I have a Belgian Tripel fermenting now. Recipe said to add grapefruit and brown sugar at 60 hrs into primary and transition into secondary after 1 week. It’s been a week now and it is still fermenting fairly strong. I moved it into the secondary fermenter like the recipe,said and now fermentation has significantly slowed. Should I have left it in the primary fermenter longer? How do you know when is a good time to transition into the secondary fermenter?
After more research it looks like I moved it too soon before fermentation was complete. Can I add more yeast to the secondary to help finish fermentation or am I stuck?
Have you checked the gravity? How long has it been since you transferred. In the future you would want to check gravity at least twice a few days apart. It should be at least close to what you expect for a final gravity and be at the same gravity if you check it say two or three days apart. For now check the gravity if you haven’t already. If its on the high side for now I would still wait a few days, most likely it is just slowed down. Some yeast would have been racked over to secondary and it just needs to build up. What temp is it? I recommend you let it get up to 75 ish to finish. If the gravity is high and not moving in several days you can pitch a very large starter of neutral yeast to finish but I bet you won’t need to. Also make sure to test your hydrometer in plain water at the recommended temp on the paper that comes with.

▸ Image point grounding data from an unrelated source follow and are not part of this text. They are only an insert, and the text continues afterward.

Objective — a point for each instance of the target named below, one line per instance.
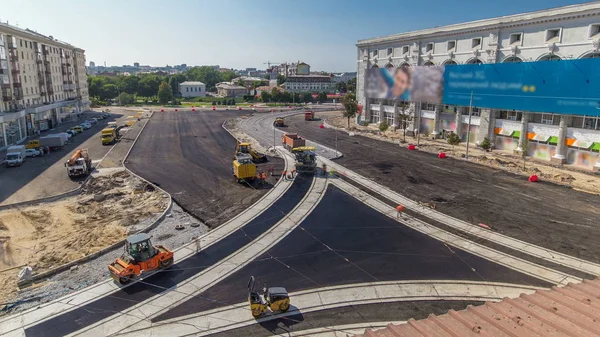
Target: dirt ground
(546, 214)
(564, 175)
(189, 154)
(48, 235)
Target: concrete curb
(104, 250)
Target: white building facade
(192, 89)
(554, 35)
(43, 83)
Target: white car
(32, 153)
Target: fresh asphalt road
(46, 176)
(545, 214)
(136, 293)
(189, 154)
(344, 241)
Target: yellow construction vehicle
(275, 298)
(243, 168)
(306, 159)
(279, 122)
(247, 149)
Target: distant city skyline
(241, 34)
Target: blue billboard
(563, 87)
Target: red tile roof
(572, 311)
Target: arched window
(550, 57)
(474, 61)
(594, 55)
(513, 59)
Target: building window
(451, 45)
(553, 35)
(516, 39)
(594, 31)
(429, 47)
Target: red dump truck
(292, 140)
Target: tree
(280, 79)
(486, 144)
(108, 91)
(276, 95)
(307, 97)
(148, 85)
(175, 80)
(208, 75)
(322, 97)
(164, 93)
(125, 98)
(265, 96)
(350, 107)
(453, 139)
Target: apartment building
(43, 83)
(552, 35)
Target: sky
(242, 33)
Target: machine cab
(139, 247)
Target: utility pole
(469, 125)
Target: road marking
(212, 275)
(19, 322)
(518, 245)
(504, 259)
(238, 316)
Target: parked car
(32, 153)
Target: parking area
(45, 176)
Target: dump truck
(306, 160)
(243, 147)
(15, 155)
(109, 135)
(140, 257)
(80, 164)
(292, 140)
(243, 168)
(279, 122)
(309, 115)
(54, 142)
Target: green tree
(164, 93)
(276, 95)
(206, 75)
(129, 84)
(307, 97)
(322, 97)
(125, 98)
(350, 107)
(148, 85)
(265, 96)
(175, 80)
(228, 75)
(108, 91)
(280, 79)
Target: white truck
(15, 155)
(54, 141)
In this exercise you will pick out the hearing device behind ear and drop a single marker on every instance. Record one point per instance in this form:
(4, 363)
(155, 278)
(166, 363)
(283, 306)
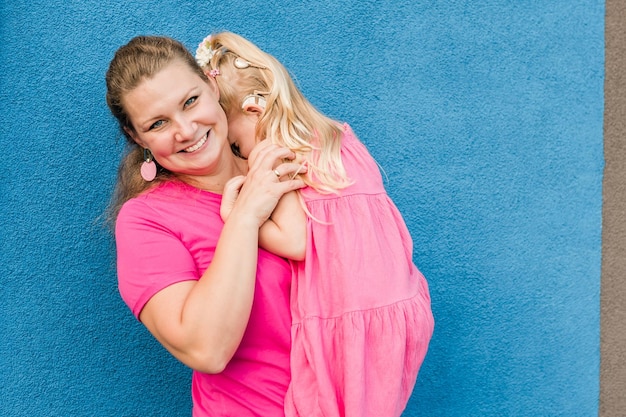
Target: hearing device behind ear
(253, 99)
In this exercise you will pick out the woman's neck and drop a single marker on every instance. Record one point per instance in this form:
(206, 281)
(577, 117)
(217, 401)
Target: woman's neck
(215, 182)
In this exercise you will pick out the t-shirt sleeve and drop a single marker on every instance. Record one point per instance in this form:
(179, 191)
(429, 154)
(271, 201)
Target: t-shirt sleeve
(150, 255)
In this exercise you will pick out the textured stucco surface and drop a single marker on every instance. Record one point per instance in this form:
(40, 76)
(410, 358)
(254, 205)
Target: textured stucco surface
(613, 369)
(486, 117)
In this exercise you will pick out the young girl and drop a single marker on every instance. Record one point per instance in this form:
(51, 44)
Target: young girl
(361, 317)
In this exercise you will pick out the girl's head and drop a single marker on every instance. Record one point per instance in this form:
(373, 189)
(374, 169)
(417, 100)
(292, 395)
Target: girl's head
(261, 101)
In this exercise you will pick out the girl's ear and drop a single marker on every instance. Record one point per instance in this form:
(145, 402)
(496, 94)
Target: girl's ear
(254, 103)
(213, 86)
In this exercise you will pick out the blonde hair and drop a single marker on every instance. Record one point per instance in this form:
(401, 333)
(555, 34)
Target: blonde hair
(141, 58)
(289, 119)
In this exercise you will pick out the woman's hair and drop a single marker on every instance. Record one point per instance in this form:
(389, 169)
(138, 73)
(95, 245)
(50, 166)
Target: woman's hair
(289, 119)
(140, 59)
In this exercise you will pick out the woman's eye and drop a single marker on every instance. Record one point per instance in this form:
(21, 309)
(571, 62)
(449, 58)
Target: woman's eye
(156, 124)
(190, 101)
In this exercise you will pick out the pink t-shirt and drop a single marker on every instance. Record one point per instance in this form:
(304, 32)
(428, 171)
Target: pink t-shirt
(169, 235)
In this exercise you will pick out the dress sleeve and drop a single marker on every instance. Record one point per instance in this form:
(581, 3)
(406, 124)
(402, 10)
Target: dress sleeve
(150, 255)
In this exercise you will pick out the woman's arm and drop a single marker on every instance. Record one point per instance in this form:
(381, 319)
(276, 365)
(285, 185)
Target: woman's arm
(202, 322)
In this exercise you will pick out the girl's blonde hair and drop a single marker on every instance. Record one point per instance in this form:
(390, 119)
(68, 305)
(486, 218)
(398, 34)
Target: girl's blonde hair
(141, 58)
(289, 119)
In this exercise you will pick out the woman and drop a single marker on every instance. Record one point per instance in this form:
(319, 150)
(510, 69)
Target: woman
(202, 287)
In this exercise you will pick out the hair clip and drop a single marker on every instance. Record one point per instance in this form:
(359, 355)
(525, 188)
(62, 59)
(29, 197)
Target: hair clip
(241, 63)
(253, 99)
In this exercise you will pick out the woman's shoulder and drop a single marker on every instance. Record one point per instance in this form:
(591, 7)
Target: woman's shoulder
(166, 199)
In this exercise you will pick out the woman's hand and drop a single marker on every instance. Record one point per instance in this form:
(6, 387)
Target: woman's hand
(258, 192)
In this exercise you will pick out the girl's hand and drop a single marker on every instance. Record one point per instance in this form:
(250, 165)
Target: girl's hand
(257, 193)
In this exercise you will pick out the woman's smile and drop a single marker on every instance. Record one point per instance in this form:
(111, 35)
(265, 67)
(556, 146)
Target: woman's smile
(198, 144)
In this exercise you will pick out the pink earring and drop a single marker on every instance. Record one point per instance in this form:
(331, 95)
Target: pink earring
(148, 167)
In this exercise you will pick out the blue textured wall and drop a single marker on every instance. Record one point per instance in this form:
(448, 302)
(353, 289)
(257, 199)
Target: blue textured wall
(486, 116)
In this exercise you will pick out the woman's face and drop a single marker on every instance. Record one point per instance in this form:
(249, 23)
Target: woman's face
(176, 115)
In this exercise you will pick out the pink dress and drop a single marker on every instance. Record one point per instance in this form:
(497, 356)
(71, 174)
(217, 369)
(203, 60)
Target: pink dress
(360, 308)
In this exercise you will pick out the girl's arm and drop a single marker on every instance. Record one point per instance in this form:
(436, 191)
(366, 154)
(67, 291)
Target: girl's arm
(284, 233)
(202, 322)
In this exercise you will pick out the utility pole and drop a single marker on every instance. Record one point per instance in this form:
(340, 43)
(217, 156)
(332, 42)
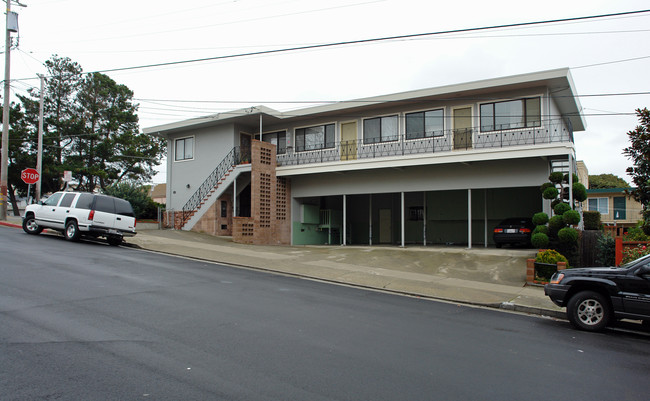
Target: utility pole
(5, 121)
(39, 155)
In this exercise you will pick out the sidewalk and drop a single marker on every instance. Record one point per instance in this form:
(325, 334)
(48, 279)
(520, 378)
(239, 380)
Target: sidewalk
(477, 276)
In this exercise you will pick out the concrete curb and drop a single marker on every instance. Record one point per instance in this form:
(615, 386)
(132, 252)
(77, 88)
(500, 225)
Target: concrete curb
(508, 306)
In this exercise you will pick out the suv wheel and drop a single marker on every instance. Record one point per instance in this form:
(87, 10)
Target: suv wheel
(589, 310)
(71, 232)
(30, 226)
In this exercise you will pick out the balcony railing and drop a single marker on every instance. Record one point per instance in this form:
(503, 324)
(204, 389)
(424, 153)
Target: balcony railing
(443, 141)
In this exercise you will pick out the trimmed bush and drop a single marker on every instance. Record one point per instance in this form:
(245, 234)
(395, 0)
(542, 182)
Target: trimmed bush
(539, 219)
(555, 224)
(550, 193)
(540, 229)
(539, 240)
(571, 217)
(579, 192)
(568, 235)
(561, 208)
(575, 178)
(550, 256)
(592, 220)
(556, 178)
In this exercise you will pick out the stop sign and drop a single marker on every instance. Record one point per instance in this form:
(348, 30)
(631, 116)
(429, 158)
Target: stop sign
(30, 176)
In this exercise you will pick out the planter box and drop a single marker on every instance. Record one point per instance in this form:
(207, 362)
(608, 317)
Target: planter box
(540, 273)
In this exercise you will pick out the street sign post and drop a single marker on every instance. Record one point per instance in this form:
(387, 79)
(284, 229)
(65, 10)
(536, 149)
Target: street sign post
(30, 176)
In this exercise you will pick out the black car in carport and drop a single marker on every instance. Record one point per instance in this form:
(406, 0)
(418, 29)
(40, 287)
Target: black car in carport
(513, 231)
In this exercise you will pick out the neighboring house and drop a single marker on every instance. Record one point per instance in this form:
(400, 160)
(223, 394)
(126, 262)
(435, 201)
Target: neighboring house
(618, 209)
(432, 166)
(158, 192)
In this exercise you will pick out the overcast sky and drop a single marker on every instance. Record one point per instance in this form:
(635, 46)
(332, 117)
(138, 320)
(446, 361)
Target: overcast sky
(609, 58)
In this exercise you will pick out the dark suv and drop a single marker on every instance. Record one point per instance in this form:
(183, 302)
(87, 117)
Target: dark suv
(594, 297)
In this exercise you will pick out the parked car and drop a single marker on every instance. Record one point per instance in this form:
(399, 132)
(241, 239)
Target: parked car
(595, 297)
(513, 231)
(77, 214)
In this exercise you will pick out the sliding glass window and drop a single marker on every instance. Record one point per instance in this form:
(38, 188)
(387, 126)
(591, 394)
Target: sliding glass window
(511, 114)
(424, 124)
(315, 138)
(380, 129)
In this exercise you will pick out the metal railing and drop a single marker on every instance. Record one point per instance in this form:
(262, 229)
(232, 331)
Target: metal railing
(443, 141)
(228, 162)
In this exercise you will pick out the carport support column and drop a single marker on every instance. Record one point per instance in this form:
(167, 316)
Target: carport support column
(469, 219)
(402, 218)
(345, 218)
(370, 219)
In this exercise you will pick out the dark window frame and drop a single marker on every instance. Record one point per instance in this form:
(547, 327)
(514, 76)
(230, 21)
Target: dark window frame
(184, 156)
(425, 134)
(380, 119)
(529, 120)
(329, 138)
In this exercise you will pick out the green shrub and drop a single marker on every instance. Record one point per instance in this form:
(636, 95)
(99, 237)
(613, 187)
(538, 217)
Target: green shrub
(555, 224)
(540, 218)
(550, 193)
(592, 220)
(556, 178)
(539, 240)
(571, 217)
(550, 256)
(579, 192)
(636, 234)
(540, 229)
(605, 250)
(568, 235)
(560, 208)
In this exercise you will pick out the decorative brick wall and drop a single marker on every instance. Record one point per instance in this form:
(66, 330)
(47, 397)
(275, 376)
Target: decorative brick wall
(269, 223)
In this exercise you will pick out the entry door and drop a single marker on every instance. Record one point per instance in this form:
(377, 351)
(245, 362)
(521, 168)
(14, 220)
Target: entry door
(462, 128)
(349, 141)
(385, 228)
(245, 147)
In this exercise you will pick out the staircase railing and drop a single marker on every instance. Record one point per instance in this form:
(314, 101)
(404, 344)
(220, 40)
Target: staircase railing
(231, 160)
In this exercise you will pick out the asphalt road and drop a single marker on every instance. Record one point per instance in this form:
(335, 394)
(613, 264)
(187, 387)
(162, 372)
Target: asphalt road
(86, 321)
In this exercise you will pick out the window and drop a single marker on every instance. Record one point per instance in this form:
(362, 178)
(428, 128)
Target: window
(67, 200)
(599, 205)
(380, 129)
(424, 124)
(520, 113)
(314, 138)
(85, 201)
(104, 204)
(184, 149)
(279, 139)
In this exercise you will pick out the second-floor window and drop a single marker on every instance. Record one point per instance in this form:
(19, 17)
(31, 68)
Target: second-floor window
(380, 129)
(279, 139)
(511, 114)
(315, 138)
(184, 149)
(424, 124)
(599, 205)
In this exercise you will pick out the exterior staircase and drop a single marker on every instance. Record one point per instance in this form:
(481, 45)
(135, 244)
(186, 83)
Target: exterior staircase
(212, 188)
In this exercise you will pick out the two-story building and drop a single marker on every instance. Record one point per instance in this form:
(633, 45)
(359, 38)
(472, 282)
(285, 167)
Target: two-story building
(433, 166)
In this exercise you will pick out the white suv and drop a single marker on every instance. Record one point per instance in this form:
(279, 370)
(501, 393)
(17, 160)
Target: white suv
(79, 213)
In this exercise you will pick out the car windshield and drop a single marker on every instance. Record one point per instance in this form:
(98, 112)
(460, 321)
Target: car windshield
(635, 261)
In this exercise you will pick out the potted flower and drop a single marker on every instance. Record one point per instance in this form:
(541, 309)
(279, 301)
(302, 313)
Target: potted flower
(546, 263)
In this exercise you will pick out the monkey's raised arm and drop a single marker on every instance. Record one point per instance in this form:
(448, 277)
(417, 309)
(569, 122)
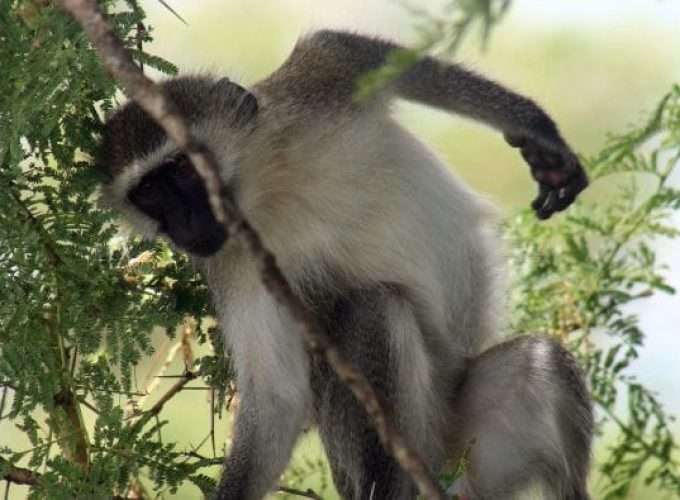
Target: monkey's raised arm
(322, 73)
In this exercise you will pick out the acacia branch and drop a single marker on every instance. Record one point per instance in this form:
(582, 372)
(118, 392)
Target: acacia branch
(18, 475)
(151, 98)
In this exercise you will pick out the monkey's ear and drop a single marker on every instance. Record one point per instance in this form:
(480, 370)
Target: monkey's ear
(246, 106)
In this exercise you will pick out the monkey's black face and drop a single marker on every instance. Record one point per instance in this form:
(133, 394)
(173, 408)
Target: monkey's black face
(173, 194)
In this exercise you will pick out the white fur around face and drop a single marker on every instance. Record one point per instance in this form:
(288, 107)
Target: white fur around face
(115, 194)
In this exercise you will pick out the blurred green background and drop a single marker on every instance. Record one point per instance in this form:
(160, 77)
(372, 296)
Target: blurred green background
(596, 65)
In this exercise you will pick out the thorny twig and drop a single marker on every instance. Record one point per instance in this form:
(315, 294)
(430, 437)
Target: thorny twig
(151, 98)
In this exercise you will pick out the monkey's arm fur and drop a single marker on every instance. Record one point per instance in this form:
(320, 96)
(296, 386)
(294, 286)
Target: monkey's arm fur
(332, 62)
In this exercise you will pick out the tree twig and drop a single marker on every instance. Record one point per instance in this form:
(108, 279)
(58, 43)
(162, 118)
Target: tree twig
(151, 98)
(19, 475)
(300, 493)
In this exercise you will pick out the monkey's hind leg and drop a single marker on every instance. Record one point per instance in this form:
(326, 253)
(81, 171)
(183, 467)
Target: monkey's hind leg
(526, 411)
(361, 468)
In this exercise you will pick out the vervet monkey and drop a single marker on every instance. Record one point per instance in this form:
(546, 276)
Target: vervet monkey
(394, 255)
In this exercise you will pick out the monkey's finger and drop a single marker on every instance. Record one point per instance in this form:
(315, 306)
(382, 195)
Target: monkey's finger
(548, 207)
(543, 191)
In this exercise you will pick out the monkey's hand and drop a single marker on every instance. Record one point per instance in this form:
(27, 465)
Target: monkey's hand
(557, 170)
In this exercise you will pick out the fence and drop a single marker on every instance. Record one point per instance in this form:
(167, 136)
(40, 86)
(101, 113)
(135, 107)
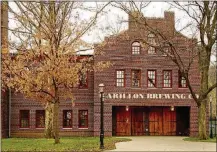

I transferred last night and after realizing I should have checked the gravity before, I checked it when it was already in the secondary. Reading was 1.026 with a goal of 1.010. I have it at 70 degrees now. There are still signs of good fermentation so maybe I’ll be ok?
Let it be at this point. Most Belgian yeasts are pretty hardy and also tend to stick around in suspension so you should be fine, but as you have surmised it’s not a good idea ever to rack before fermentation is finished.
+2 Most rack into secondary only for dry hopping, adding fruit etc., or bulk aging for a long time (months, not weeks). I sometimes don’t even rack for dry hopping.
Secondary is a term that should rarely be used in my opinion. Unfortunately recipes continue to suggest it (to sell extra carboys?). Secondary fermentation is generally inaccurate, unless you are adding a medium that will ferment or perhaps a different agent that will do its things, such as adding brett after primary to finish a Belgian really dry. Otherwise transferring to secondary just means racking beer off the yeast cake.
Most guys here agree on this, but there are those few who continue to tout the benefits of clarifying in a second vessel…YMMV, of course.
You may need to be patient though. It’s likely to take a little longer to hit final gravity. No need to rush things, though. I rarely even check gravity before it’s been in the fermenter for a couple weeks.
I agree. My beer is pretty clear by the time I keg it, but that’s usually four weeks or so after pitching the yeast. If it needs to clarify further, that happens in the keg.